Karena memberi salam adalah adab dan akhlak yang mulia, maka janganlah ucapan ini justru menjadi pengganggu orang yang sedang tidur. Oleh karena itu, ketika kita memberi salam jangan terlalu keras dan jangan pula terlalu pelan hingga tidak terdengar.

Diriwayatkan dari Miqdad radhiallahu ‘anhudalam hadits yang panjang, diantaranya, ia berkata:

كُنَّا نَرْفَعُ لِلنَّبِيِّ نَصِيْبَهُ مِنَ اللَّبَنِ. فَيَجِيْءُ مِنَ اللَّيْلِ فَيُسَلِّمُ تَسْلِيْمًا لاَيُوْقِظُ نَائِمًا وَيُسْمِعُ اليَقْظَانَ. فَجَاءَ النَّبِيُّ فَسَلَّمَ كَمَا كَانَ يُسَلِّمُ. (رَوَاهُ مُسْلِمٌ)

“Kami membawakan susu untuk Rasulullah shalallahu ‘alaihi wasallam, kemudian datanglah seseorang ke rumah Rasulullah shalallahu ‘alaihi wasallam pada waktu malam dan memberi salam dengan suara yang tidak membangunkan orang tidur tapi didengar oleh orang yang terjaga. Maka datanglah Rasulullah shalallahu ‘alaihi wasallam dengan menjawab salam dengan suara yang sama.” (HR. Muslim)

Dengan cara salam yang seperti ini kita tidak mengganggu tuan rumah. Apabila tidak mendapatkan jawaban sampai tiga kali, maka pulanglah, sesungguhnya yang demikian lebih mulia buat kita dan lebih baik buat mereka.
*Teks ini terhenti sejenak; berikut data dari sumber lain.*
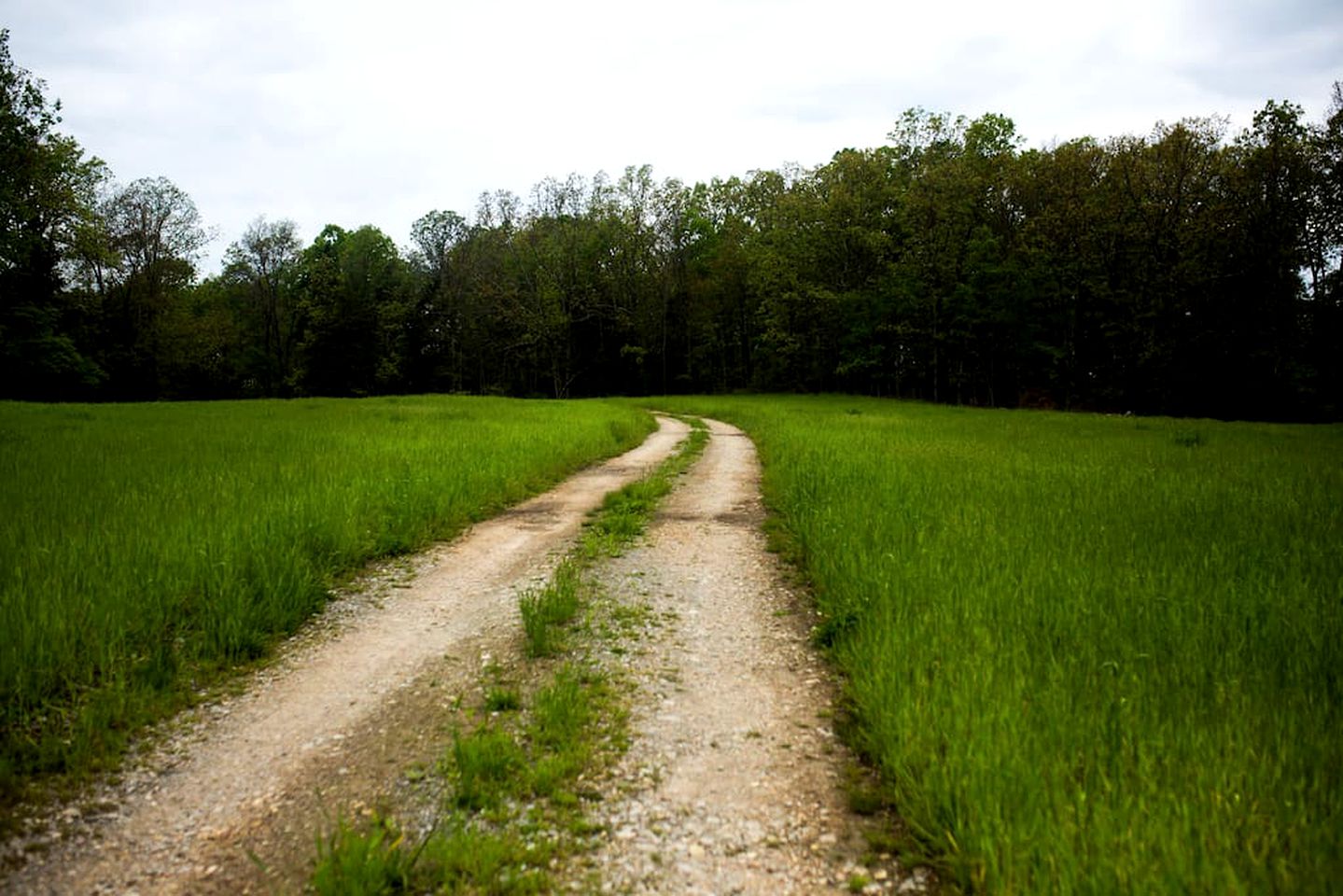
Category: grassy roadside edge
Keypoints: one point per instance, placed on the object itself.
(511, 777)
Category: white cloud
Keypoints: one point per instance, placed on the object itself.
(355, 113)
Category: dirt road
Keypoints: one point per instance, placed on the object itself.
(732, 783)
(325, 721)
(734, 780)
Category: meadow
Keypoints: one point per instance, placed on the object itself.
(146, 548)
(1086, 653)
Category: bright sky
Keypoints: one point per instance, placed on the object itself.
(380, 110)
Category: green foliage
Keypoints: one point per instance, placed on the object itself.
(511, 806)
(1086, 654)
(360, 862)
(548, 608)
(148, 546)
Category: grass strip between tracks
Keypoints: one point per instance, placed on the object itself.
(511, 782)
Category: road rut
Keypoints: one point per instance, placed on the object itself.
(253, 774)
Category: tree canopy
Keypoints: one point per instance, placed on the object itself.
(1183, 272)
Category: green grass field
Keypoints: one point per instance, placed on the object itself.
(146, 547)
(1086, 653)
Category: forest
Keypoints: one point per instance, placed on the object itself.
(1187, 272)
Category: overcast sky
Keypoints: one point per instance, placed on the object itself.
(380, 110)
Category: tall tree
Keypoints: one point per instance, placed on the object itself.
(262, 263)
(156, 235)
(48, 198)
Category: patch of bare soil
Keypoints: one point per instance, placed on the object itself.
(229, 801)
(734, 779)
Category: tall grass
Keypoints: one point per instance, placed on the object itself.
(1088, 654)
(143, 547)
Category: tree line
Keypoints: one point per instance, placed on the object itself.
(1182, 272)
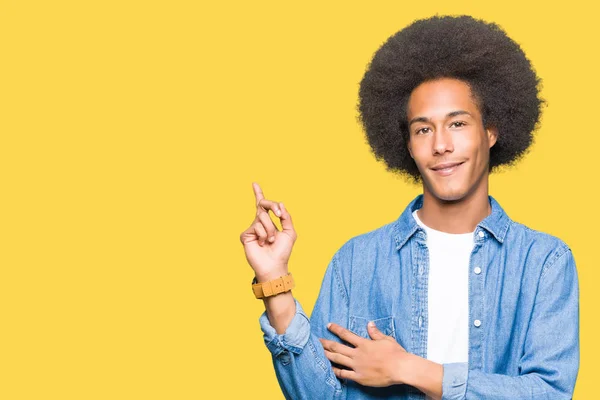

Memberi salam kepada kaum wanita

Jika tidak dikhawatirkan timbulnya fitnah atau kesalahpahaman, disunnahkan pula memberi salam kepada para wanita. Misalnya jika wanita tadi tidak sendirian -yakni sekelompok wanita- maka disunnahkan untuk mengucapkan salam kepada mereka.

Diriwayatkan oleh Asma` binti Yazid رضي الله عنها:

أَنَّ رَسُولَ اللهِ مَرَّ فِي الْمَسْجِدِ يَوْمًا وَعُصْبَةٌ مِنَ النِّسَاءِ قُعُودٌ فَأَلْوَى بِيَدِهِ بِالتَّسْلِيْمِ. (رَوَاهُ التِّرْمِذِي)

“Pada suatu hari Rasulullah shalallahu ‘alaihi wasallam berangkat ke masjid dan melewati sekelompok wanita, maka beliau memberi salam kepada mereka.” (HR. At Tirmidzi; Asy Syaikh Al Albani menghasankannya dalam Jami’ At Tirmidzi, hadits no.2697)

Siapa yang memulai salam

Ketika bertemu dengan seorang muslim terkadang kita mengucapkan salam bersamaan pada saat ia mengucapkan salam. Atau sebaliknya kita menunggu ia memberi salam, ternyata ia pun menunggu kita memberi salam.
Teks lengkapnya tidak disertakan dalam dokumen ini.